The menu is still in development — hence the R&D meals for strangers — but Lin shouts out a General Tso’s octopus entree as an example. The dish will have “very much the same flavor that you’ll find from your Chinese take-out,” but with poached octopus as the base protein. “So I’m in the same style, with totally different accoutrements... [the dish is] just done in a totally different style.” She’s also working on a coconut ceviche with scallops, and Sichuan-style hot chicken that was inspired by a recent trip to Nashville. It will come with Japanese milk bread and pickles. “I’m just using everything I’ve learned and applying, experimenting — whether it’s a French, Italian, Asian, or an American technique. Whatever. It’s just gotta taste good.”

She’s happy to play and juxtapose flavors, cultural influences, and techniques, but Lin believes her style is dependent more on learning than on borrowing. “Ultimately, my aim is to recreate dishes I’ve come to love over the course of my career and lifetime, learning how to do things the traditional ways, but infusing new flavors and maybe some non-conventional techniques to achieve my ideal version of it,” she says. “I’ll learn how to perfect the traditional and classical way to make something so that I have a firm understanding and respect for the process. Then I experiment to see how a new element to the process or a new ingredient might affect it differently, and work on it until it’s where I want it to be.”
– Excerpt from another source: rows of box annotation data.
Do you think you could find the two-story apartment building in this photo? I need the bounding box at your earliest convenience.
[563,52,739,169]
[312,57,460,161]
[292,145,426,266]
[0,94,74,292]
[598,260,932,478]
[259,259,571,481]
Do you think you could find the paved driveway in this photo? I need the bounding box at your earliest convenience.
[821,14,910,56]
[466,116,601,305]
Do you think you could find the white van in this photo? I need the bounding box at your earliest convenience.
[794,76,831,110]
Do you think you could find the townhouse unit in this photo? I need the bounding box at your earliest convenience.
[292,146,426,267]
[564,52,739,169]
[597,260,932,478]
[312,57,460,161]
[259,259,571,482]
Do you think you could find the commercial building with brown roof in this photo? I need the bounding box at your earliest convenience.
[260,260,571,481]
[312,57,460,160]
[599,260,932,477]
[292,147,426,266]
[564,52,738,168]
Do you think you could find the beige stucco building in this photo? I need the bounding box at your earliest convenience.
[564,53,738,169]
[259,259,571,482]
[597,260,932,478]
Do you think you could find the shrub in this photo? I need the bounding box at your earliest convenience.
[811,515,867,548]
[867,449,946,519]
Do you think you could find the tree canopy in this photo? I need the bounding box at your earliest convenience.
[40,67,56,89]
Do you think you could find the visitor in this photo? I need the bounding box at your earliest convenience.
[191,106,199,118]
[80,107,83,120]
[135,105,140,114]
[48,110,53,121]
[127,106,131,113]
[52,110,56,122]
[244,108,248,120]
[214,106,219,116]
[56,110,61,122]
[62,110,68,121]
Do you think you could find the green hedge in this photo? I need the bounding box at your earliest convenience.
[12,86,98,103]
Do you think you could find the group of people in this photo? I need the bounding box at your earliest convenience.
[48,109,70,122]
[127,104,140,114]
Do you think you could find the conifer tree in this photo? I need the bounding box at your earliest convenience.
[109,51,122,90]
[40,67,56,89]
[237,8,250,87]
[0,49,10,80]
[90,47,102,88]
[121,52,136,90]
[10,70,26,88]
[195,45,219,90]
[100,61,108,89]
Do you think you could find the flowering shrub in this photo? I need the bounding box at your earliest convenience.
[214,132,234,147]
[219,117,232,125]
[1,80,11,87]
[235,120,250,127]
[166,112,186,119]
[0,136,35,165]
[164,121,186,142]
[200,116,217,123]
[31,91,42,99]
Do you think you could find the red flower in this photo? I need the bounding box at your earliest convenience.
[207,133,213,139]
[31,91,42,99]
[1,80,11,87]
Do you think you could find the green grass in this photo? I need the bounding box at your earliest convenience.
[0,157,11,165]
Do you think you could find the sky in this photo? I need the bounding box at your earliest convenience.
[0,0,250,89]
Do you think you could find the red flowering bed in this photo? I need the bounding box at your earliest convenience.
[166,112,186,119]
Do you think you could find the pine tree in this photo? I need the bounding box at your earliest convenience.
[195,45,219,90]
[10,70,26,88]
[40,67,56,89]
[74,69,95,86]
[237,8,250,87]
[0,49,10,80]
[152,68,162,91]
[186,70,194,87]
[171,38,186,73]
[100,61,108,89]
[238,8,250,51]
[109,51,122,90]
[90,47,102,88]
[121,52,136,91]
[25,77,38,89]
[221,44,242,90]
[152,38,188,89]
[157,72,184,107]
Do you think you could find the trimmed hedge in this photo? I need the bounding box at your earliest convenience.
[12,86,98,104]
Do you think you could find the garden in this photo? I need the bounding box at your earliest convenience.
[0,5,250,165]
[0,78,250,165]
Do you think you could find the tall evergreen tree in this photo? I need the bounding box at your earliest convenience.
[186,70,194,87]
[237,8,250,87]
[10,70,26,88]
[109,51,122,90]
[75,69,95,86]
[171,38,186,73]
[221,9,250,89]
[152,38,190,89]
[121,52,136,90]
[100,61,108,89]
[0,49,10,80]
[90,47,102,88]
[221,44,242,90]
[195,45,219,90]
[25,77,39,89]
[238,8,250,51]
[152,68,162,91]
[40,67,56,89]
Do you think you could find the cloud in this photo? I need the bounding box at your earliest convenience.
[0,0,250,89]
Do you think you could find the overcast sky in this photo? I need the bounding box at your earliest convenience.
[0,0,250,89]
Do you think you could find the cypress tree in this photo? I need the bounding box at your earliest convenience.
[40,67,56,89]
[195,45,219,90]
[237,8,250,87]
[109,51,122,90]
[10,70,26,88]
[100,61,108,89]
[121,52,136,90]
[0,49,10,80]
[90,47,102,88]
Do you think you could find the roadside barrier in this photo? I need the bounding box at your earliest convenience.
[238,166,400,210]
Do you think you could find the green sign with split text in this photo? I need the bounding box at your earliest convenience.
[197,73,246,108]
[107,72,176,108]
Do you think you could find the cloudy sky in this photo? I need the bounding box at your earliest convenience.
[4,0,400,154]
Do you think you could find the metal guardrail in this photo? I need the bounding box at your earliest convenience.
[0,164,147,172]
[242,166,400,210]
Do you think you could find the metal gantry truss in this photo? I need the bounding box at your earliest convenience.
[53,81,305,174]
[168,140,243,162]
Hers is an expansive, inclusive point of view, and one that seems utterly of its place. Los Angeles, known as much for its Koreatown restaurants as its high-end sushi omakases, for its stellar tacos and pristine produce, maybe even demands an approach like Lin’s. Lin will find good company among the most exciting new openings in town, whether in the invigorating cacophony of David Chang’s Majordomo or the Japan-meets-California-meets-Surrealism artistry of Dave Beran’s Dialogue. And she’s part of a chef-vanguard making the Arts District a major dining hub this year — already home to runaway hit Bestia, the Arts District will soon be home to eagerly awaited restaurants like Jessica Largey’s debut restaurant Simone, Enrique Olvera’s first Los Angeles outpost, and Ori Menashe’s Bavel.

And obsessives who latched to Lin’s idea for a congee shop (revealed in that 2015 interview above) won’t be disappointed, either. While Nightshade certainly isn’t congee-focused, Lin has been workshopping a congee with truffled Dungeness crab. And she’s got something exciting up her sleeve. “It’s gonna happen,” she says of her congee shop. “I can’t really say when, but, I’m definitely planning on it.”